Overall, plant species that are visited by trapliners have increased fitness and evolutionary advantages. Because of this mutualistic relationship between traplining hummingbirds and plants, traplining hummingbirds have been referred to as "legitimate pollinators", while territorial hummingbirds have been referred to as "nectar thieves". If an organism that traplines learns where a food source is once, they can always return to that food source because they can remember minute details about the location of the source. This allows them to adapt quickly if one of the major sources suddenly becomes scarce or destroyed.

== Disadvantages ==
Serious obstacles, such as the arrangement of plant life, can hamper traplining. If the route zig zags through the understory of the tropical rainforest, some of the organisms using the route can get lost because of very subtle changes, such as a treefall gap or heavy rainfall. This could cause an individual to be separated from the entire group if it isn't able to find the path back to the original route. Some food sources can be overlooked because the traplining route in use does not lead the organisms to the area that these resources are in.

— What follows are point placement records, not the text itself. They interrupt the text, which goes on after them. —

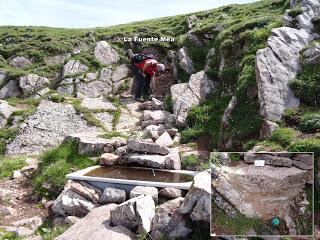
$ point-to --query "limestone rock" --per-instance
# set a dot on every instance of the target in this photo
(144, 191)
(71, 203)
(108, 159)
(303, 161)
(269, 159)
(85, 190)
(312, 55)
(32, 83)
(11, 89)
(169, 222)
(266, 184)
(197, 200)
(141, 146)
(73, 67)
(164, 140)
(185, 96)
(112, 195)
(105, 54)
(5, 112)
(32, 223)
(136, 213)
(97, 103)
(170, 193)
(96, 225)
(276, 65)
(20, 62)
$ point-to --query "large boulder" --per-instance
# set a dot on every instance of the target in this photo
(105, 54)
(32, 83)
(269, 159)
(197, 200)
(276, 65)
(187, 95)
(73, 67)
(47, 128)
(71, 203)
(11, 89)
(135, 214)
(311, 56)
(96, 225)
(5, 112)
(146, 147)
(168, 222)
(258, 195)
(20, 62)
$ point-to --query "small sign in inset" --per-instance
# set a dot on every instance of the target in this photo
(259, 163)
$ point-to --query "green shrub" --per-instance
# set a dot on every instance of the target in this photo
(55, 164)
(283, 136)
(168, 104)
(307, 86)
(306, 145)
(295, 12)
(8, 165)
(310, 122)
(190, 161)
(190, 134)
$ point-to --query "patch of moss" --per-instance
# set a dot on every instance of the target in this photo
(283, 136)
(55, 164)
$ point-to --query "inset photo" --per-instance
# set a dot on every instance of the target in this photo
(262, 194)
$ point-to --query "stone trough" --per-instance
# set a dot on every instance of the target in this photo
(126, 178)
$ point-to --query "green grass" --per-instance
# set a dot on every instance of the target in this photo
(55, 164)
(283, 136)
(8, 165)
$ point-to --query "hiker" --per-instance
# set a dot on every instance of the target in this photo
(145, 68)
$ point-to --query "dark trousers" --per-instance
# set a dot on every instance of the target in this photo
(143, 83)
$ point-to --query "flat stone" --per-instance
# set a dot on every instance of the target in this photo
(112, 195)
(144, 191)
(140, 146)
(170, 193)
(108, 159)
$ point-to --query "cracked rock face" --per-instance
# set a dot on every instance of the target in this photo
(187, 95)
(32, 83)
(47, 128)
(279, 63)
(261, 192)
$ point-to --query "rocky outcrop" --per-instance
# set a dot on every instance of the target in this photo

Since the route is very specific, the organisms following it may also miss out on opportunities to come in contact with potential mates. Male bumblebees going directly to the source of food have been observed to pass up on female bumblebees as potential mates that are along the same path, preferring to continue foraging and bring food back to the hive. This can take away from species diversification and could possibly delete some traits in the gene pool that are useful.

==Research==

Observing traplining in the natural world has proven to be very difficult and little is known about how and why species trapline, but the study of traplining in the natural environment does take place. In one particular study, individual bees trained on five artificial flowers of equal reward were observed traplining between those five flowers. When a new flower of higher reward gets included in the group, the bees subsequently adjust their trapline to include the higher reward flower. Under natural conditions they hypothesized that it would likely be beneficial for bees to prioritize higher reward flowers to either beat out competition or conserve energy.

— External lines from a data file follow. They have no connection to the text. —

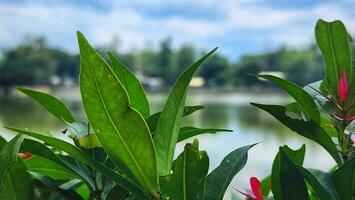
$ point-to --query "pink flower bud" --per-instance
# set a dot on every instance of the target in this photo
(343, 87)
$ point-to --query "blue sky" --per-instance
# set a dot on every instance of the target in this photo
(237, 27)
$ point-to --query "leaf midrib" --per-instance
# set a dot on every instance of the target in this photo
(146, 180)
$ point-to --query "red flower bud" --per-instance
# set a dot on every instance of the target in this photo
(343, 87)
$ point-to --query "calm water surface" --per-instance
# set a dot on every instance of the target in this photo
(224, 110)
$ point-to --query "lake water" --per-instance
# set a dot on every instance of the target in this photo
(229, 110)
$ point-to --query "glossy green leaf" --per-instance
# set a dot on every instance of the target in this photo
(51, 184)
(344, 180)
(17, 184)
(51, 103)
(188, 176)
(121, 130)
(153, 120)
(301, 96)
(219, 179)
(167, 131)
(137, 97)
(81, 156)
(321, 183)
(287, 181)
(188, 132)
(333, 41)
(308, 129)
(39, 149)
(49, 168)
(8, 155)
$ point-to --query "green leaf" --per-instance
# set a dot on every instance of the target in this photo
(344, 180)
(301, 96)
(188, 177)
(120, 129)
(51, 184)
(287, 182)
(188, 132)
(137, 97)
(81, 156)
(153, 120)
(218, 180)
(308, 129)
(51, 103)
(17, 183)
(321, 183)
(333, 41)
(8, 155)
(167, 131)
(49, 168)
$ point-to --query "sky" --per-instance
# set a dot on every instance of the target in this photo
(237, 27)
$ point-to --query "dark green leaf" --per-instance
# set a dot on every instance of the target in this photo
(51, 103)
(81, 156)
(48, 182)
(308, 129)
(218, 180)
(167, 131)
(301, 96)
(344, 180)
(188, 177)
(333, 41)
(153, 120)
(137, 97)
(287, 182)
(188, 132)
(8, 155)
(18, 184)
(120, 129)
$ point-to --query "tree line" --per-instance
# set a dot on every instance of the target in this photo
(34, 62)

In other field experiments, ecologists created a "competition vacuum" to observe whether or not bumblebees adjusted their feeding routes based on intense direct competition between other bumblebees. This study showed that bees in areas of higher competition are more productive than the control bees. Bumblebees opportunistically adjust their use of traplining routes in response to activity of other competing bees. Another effective way to study the behavior of traplining species is via computer simulation and indoor flight cage experiments. Simulation models can be made to show the linkage between pollinator movement and pollen flow. This model considers how service by the pollinators with different foraging patterns would affect the flow of pollen.

Indoor flight cage experiments allow for easier determination between test subjects and easier observation of behavior and patterns. Bees in small study environments seem to demonstrate less traplining tendencies than bees that were studied in environments that stretched over several hectares. A larger working area increases the need for traplining techniques to further conserve energy and maximize nutrient intake and that bees most often trapline due strictly to travel distance. The bees remember these complex flight paths by breaking them into small segments using vectors, landmarks and other environmental factors, each one pointing to the next destination.

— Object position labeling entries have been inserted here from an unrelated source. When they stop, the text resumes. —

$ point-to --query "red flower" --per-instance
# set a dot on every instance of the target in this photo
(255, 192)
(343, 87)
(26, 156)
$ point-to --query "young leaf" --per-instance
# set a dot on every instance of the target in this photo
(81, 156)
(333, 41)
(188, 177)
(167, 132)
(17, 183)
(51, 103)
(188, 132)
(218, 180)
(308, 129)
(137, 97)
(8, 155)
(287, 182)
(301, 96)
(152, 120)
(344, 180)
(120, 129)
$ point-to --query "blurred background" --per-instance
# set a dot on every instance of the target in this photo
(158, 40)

Despite a long history of research on bee learning and navigation, most knowledge has been deduced from the behavior of foragers traveling between their nest and a single feeding location. Only recently, studies of bumblebees foraging in arrays of artificial flowers fitted with automated tracking systems have started to describe the learning mechanisms behind complex route formation between multiple locations. The demonstration that all these observations can be accurately replicated by a single learning heuristic model holds considerable promises to further investigate these questions and fill a major gap in cognitive ecology.